Мы видим, что в путешествии Пантагрюэля на северо-запад древнейший
легендарный путь в утопическую страну изобилия и мира сливается воедино
с новейшим реальным путем, с последним словом географических исканий
эпохи, – с путем Жака Картье. Такое сплетение характерно для всех основных
образов Рабле; к этому вопросу мы еще вернемся в последней главе.
Образы, навеянные путешествием св. Брендана, сплетаются в «Четвертой
книге» Рабле с образами иного характера. В сущности, все путешествие
Пантагрюэля проходит по миру преисподней, по отжившему миру смешных
страшилищ.
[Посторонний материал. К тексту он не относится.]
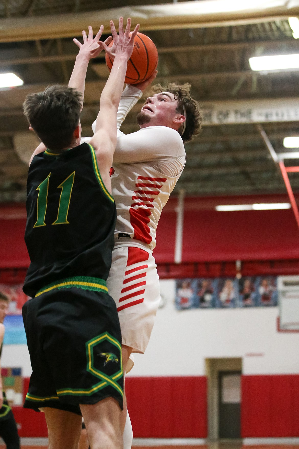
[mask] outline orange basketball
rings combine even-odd
[[[113,40],[109,45],[111,47]],[[106,63],[111,70],[113,60],[106,54]],[[151,76],[158,64],[158,51],[151,39],[145,34],[137,33],[134,39],[134,48],[128,61],[125,82],[137,84]]]

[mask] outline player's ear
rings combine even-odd
[[[75,129],[75,131],[74,132],[74,137],[75,137],[76,139],[78,139],[79,137],[80,137],[80,125],[79,124],[78,125],[78,126],[77,126],[77,127]]]
[[[181,126],[181,125],[182,125],[186,119],[186,118],[185,115],[183,115],[182,114],[178,114],[178,115],[176,115],[173,119],[173,123],[175,123],[176,125],[179,125],[179,126]]]

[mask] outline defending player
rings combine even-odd
[[[120,132],[126,114],[156,74],[123,92],[111,176],[117,217],[107,285],[117,307],[127,372],[132,366],[131,353],[145,351],[160,300],[152,255],[158,222],[185,165],[184,142],[199,133],[202,120],[190,84],[159,84],[137,115],[141,129],[127,135]],[[133,434],[125,409],[121,418],[122,429],[126,418],[124,447],[128,449]]]
[[[22,311],[33,372],[24,406],[44,409],[51,449],[78,447],[81,413],[91,449],[122,445],[121,335],[106,284],[116,219],[109,172],[117,107],[139,26],[130,37],[130,19],[124,32],[120,19],[119,36],[110,25],[114,62],[90,145],[80,145],[79,118],[89,61],[103,47],[112,52],[99,42],[103,27],[94,39],[89,27],[83,44],[75,41],[80,50],[69,88],[30,94],[24,105],[43,142],[31,158],[27,181],[25,240],[30,264],[24,291],[33,299]]]

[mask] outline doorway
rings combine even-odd
[[[241,438],[241,371],[218,373],[219,437]]]
[[[219,438],[237,440],[240,438],[242,359],[239,357],[206,359],[205,365],[208,379],[208,438],[211,440]],[[231,409],[235,414],[228,418]],[[225,423],[225,419],[228,419],[233,422],[228,427]]]

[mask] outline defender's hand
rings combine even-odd
[[[130,59],[134,48],[134,38],[139,30],[139,25],[138,24],[135,27],[134,31],[130,35],[130,28],[131,27],[131,19],[130,18],[127,21],[126,31],[124,32],[123,19],[120,17],[118,24],[118,35],[115,29],[115,26],[113,21],[110,22],[111,33],[113,37],[113,42],[112,47],[109,48],[105,42],[104,43],[104,47],[105,51],[114,59],[118,55],[123,55],[127,60]]]
[[[104,26],[101,25],[100,30],[94,38],[92,28],[90,26],[88,27],[88,37],[85,31],[83,30],[82,31],[83,44],[81,44],[76,39],[73,40],[77,47],[78,47],[80,49],[79,50],[79,54],[85,56],[88,59],[96,57],[99,56],[102,50],[104,50],[104,46],[107,46],[112,40],[112,37],[111,36],[109,36],[104,42],[100,40],[104,29]]]

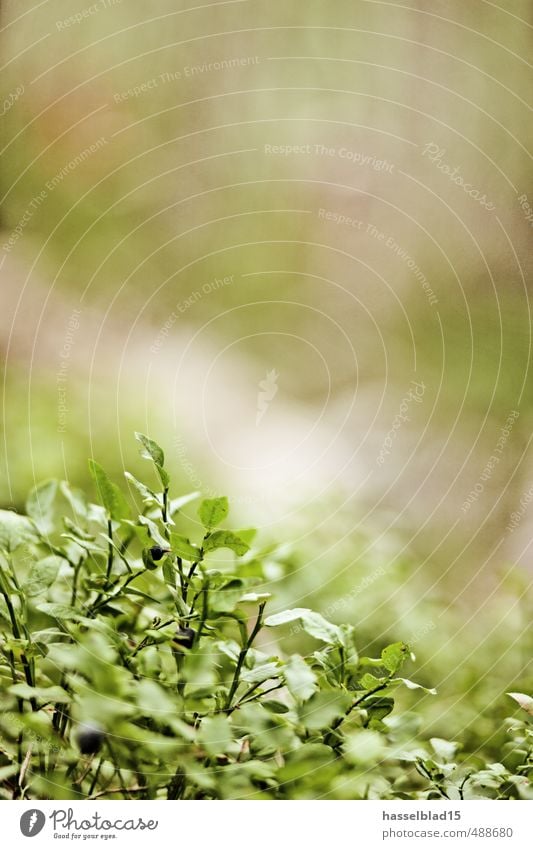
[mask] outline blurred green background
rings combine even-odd
[[[531,688],[531,2],[0,9],[2,506],[143,430],[428,721]]]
Остров сутяг, остров диких колбас и карнавальная война с
ними, карнавальная фигура Каремпренана (в образе Каремпренана достигнут
предел анатомического фантазирования), острова папоманов и папефигов,
остров Гастера и пиршественные приношения гастролятров, вставные новеллы
и эпизоды, в особенности разобранный нами рассказ об избиении ябедников
в доме де Баше и рассказ о проделках Виллона, – все это по-карнавальному
стилизованные образы старого мира – старой власти и старой правды, –
смешные страшилища, начинка карнавального ада, фигуры дьяблерий. Движение
в низ в разнороднейших формах и выражениях проникает все эти образы
«Четвертой книги». Необходимо особо отметить громадное количество актуальных
политических аллюзий, которыми пронизана вся эта книга.
Легендарные чудеса Ирландского моря превращаются, таким образом, на
страницах Рабле в веселую карнавальную преисподнюю.
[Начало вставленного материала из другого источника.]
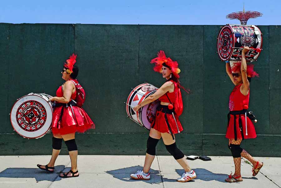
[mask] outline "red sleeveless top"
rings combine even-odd
[[[179,87],[178,86],[178,84],[176,83],[175,83],[175,82],[173,82],[172,80],[171,80],[171,81],[173,82],[174,83],[174,85],[175,85],[175,89],[174,90],[174,92],[172,93],[167,92],[166,93],[168,95],[168,97],[169,97],[170,100],[171,101],[171,102],[172,102],[172,103],[173,104],[175,102],[176,99],[177,98],[178,88]],[[161,96],[159,98],[159,99],[161,102],[170,102],[170,101],[168,99],[168,97],[167,97],[167,95],[166,95],[166,94],[164,94]]]
[[[67,81],[68,81],[69,80],[68,80]],[[57,89],[57,92],[56,93],[56,95],[57,95],[57,96],[58,97],[62,97],[63,96],[63,92],[62,92],[62,86],[65,83],[65,82],[63,83],[63,84],[60,86],[60,87],[58,88],[58,89]],[[74,93],[72,93],[71,95],[71,97],[70,98],[70,100],[69,101],[71,101],[71,99],[72,99],[73,100],[75,100],[76,99],[76,90],[75,90],[75,92],[74,92]]]
[[[240,87],[243,84],[236,86],[229,96],[229,110],[231,111],[239,111],[244,109],[244,105],[249,106],[250,90],[247,95],[244,95],[240,91]]]

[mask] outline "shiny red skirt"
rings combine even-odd
[[[76,106],[72,106],[72,108],[73,111],[69,106],[55,108],[52,120],[53,134],[63,135],[76,132],[84,133],[88,129],[95,129],[95,124],[85,110]]]
[[[240,115],[241,117],[241,123],[242,129],[240,129],[239,127],[239,115],[236,116],[236,132],[238,140],[242,139],[242,134],[244,135],[244,139],[254,139],[257,137],[256,130],[253,122],[249,117],[247,117],[247,129],[248,135],[246,135],[246,122],[245,119],[245,115]],[[241,131],[242,130],[243,131]],[[229,124],[227,127],[225,137],[229,139],[234,139],[234,115],[230,115]]]
[[[182,131],[183,129],[179,120],[179,116],[174,113],[176,124],[171,112],[168,108],[168,106],[160,105],[157,108],[155,119],[151,124],[151,128],[161,133],[170,133],[171,132],[173,134],[176,134]]]

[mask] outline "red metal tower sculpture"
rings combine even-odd
[[[226,18],[230,20],[239,20],[241,25],[246,25],[247,24],[247,21],[250,18],[255,18],[262,15],[262,14],[257,11],[245,12],[243,5],[243,11],[230,13],[226,15]]]

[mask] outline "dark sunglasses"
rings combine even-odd
[[[240,75],[238,73],[232,73],[232,76],[238,78],[240,76]]]

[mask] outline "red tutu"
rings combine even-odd
[[[61,120],[61,114],[63,108]],[[54,134],[66,134],[78,132],[84,133],[90,129],[95,129],[95,125],[82,108],[72,106],[74,115],[70,106],[56,107],[53,113],[52,132]]]
[[[163,106],[162,105],[160,106]],[[167,109],[167,106],[166,107]],[[151,124],[151,128],[157,130],[161,133],[170,133],[169,128],[167,124],[166,119],[165,118],[165,113],[162,111],[163,108],[161,107],[158,108],[156,111],[156,115],[155,117],[155,120]],[[164,109],[167,110],[167,109]],[[180,132],[181,132],[183,130],[181,124],[179,120],[179,117],[175,113],[174,113],[175,117],[177,121],[178,124],[178,127]],[[175,121],[173,116],[173,115],[170,113],[166,113],[167,119],[169,124],[169,125],[171,128],[171,130],[173,134],[176,134],[178,133],[178,129],[177,128],[177,125]]]
[[[236,132],[237,134],[237,139],[238,140],[242,139],[242,135],[241,131],[239,128],[239,115],[236,115]],[[242,123],[242,128],[243,129],[243,133],[244,135],[244,139],[254,139],[257,137],[256,134],[256,130],[255,127],[252,121],[247,117],[247,129],[248,130],[248,135],[246,135],[246,122],[245,120],[245,115],[240,115],[241,117],[241,121]],[[226,134],[225,137],[229,139],[234,139],[234,115],[230,115],[229,124],[227,128]]]

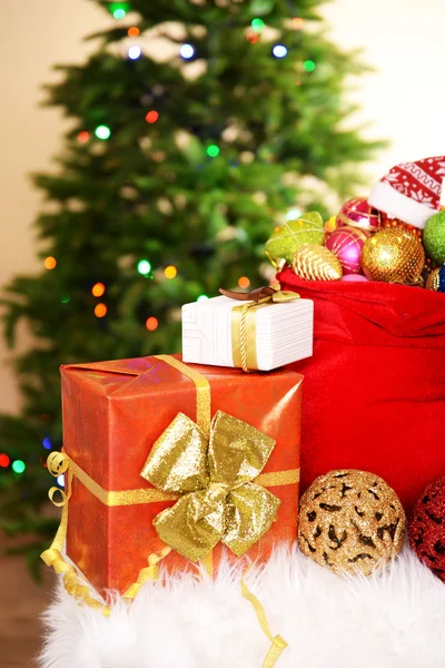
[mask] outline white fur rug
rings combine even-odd
[[[368,579],[280,551],[246,582],[289,645],[276,668],[445,666],[445,584],[407,548]],[[42,668],[260,668],[270,645],[228,568],[216,582],[148,583],[108,619],[59,587],[44,622]]]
Первоначальный замысел Рабле, намеченный в последней главе «Пантагрюэля»,
при всех внешних изменениях, по существу, как мы видим, неуклонно им
осуществлялся.
[1] Оно впервые было найдено в одном
египетском погребении в 1886 г.
[2] Эти гротескно-комические элементы
были, как мы сказали, в зачатке даны уже в «Видении Тунгдала»; они оказали
влияние и на изобразительное искусство; например, художник Иероним Босх в
одном из своих панно на мотивы Тунгдала, выполненном около 1500 г., подчеркнул
именно гротескные моменты «Видения» (пожирание грешников Люцифером, прикованным
к решетке очага). В соборе в Бурже имеются фрески XIII века, где в изображении
загробной жизни также выдвинуты гротескно-комические моменты.
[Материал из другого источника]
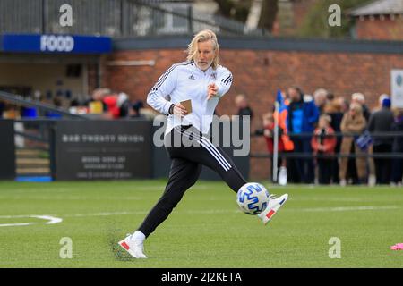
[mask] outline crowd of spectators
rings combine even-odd
[[[346,98],[320,88],[311,96],[295,86],[279,98],[279,111],[263,114],[255,134],[265,137],[272,154],[278,117],[278,165],[287,166],[288,182],[401,185],[403,110],[392,110],[389,96],[382,95],[372,111],[362,93]],[[288,141],[292,148],[284,147]]]

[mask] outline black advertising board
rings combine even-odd
[[[59,121],[56,180],[125,180],[152,175],[152,122]]]
[[[14,122],[0,120],[0,180],[15,178]]]

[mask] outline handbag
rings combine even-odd
[[[354,140],[362,151],[368,150],[368,147],[373,144],[373,138],[368,130],[364,131],[359,136],[355,136]]]

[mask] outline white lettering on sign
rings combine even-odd
[[[42,52],[71,52],[74,48],[74,38],[71,36],[43,35],[40,37]]]

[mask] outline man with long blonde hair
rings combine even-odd
[[[187,61],[172,65],[147,97],[151,107],[167,115],[164,145],[172,164],[162,197],[137,231],[119,242],[135,258],[147,258],[143,250],[145,239],[167,218],[184,192],[196,182],[202,165],[217,172],[236,193],[246,184],[232,159],[205,135],[216,105],[228,91],[233,79],[232,73],[219,65],[216,34],[209,29],[199,32],[187,52]],[[267,215],[271,211],[270,215],[261,217],[264,223],[284,204],[287,196],[271,198],[261,213]]]

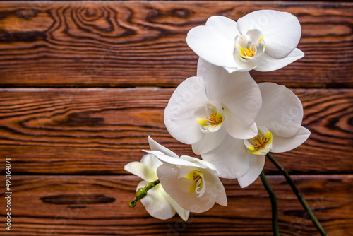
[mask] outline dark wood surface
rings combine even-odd
[[[352,4],[230,1],[2,4],[0,85],[175,87],[196,73],[197,56],[185,42],[191,28],[258,9],[297,16],[306,56],[285,70],[253,71],[257,81],[353,85]]]
[[[294,180],[330,235],[352,235],[353,176],[296,175]],[[270,176],[281,235],[319,235],[283,177]],[[223,179],[228,206],[160,220],[128,201],[140,179],[133,176],[13,177],[16,235],[272,235],[271,206],[260,179],[241,189]],[[1,235],[8,235],[0,231]]]
[[[272,235],[259,179],[246,189],[222,179],[228,206],[184,223],[153,218],[140,203],[129,209],[140,179],[124,170],[144,155],[148,135],[193,155],[163,123],[174,88],[196,73],[186,33],[211,16],[237,20],[258,9],[297,16],[305,54],[281,70],[251,73],[292,89],[311,131],[274,155],[328,235],[353,235],[353,4],[266,1],[0,1],[0,235]],[[269,161],[265,171],[280,235],[319,235]]]
[[[147,136],[179,155],[190,146],[169,134],[163,112],[174,88],[0,89],[0,155],[21,173],[126,173]],[[353,89],[293,89],[310,138],[276,156],[290,172],[353,170]],[[58,155],[60,153],[60,155]],[[323,165],[323,163],[325,163]],[[265,170],[275,172],[269,163]]]

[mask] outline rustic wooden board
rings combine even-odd
[[[134,176],[12,179],[11,235],[272,235],[270,200],[259,179],[243,189],[236,180],[223,179],[228,206],[215,205],[186,223],[179,216],[153,218],[140,203],[129,209],[140,180]],[[284,178],[268,179],[278,200],[281,235],[318,235]],[[352,235],[352,175],[295,176],[294,181],[329,235]],[[0,235],[8,232],[1,228]]]
[[[353,4],[274,1],[0,3],[1,87],[176,86],[196,73],[187,32],[213,15],[297,16],[306,56],[252,75],[296,88],[353,86]]]
[[[179,155],[190,146],[168,134],[163,112],[173,88],[0,89],[0,155],[18,173],[126,173],[147,136]],[[299,148],[275,157],[292,173],[351,173],[353,90],[294,89],[311,131]],[[268,163],[265,170],[274,173]]]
[3] «Видение» Гошелина подробно анализирует
О.Дризен (Driesen Otto. Der Ursprung des Harlekin, S. 24
– 30).
[4] По мнению современных исследователей (например, Лота), Рабле
питал особую склонность именно к кельтской фантастике. Это выразилось
и в том, что даже в античной литературе Рабле выбирал элементы кельтского
происхождения (например, у Плутарха).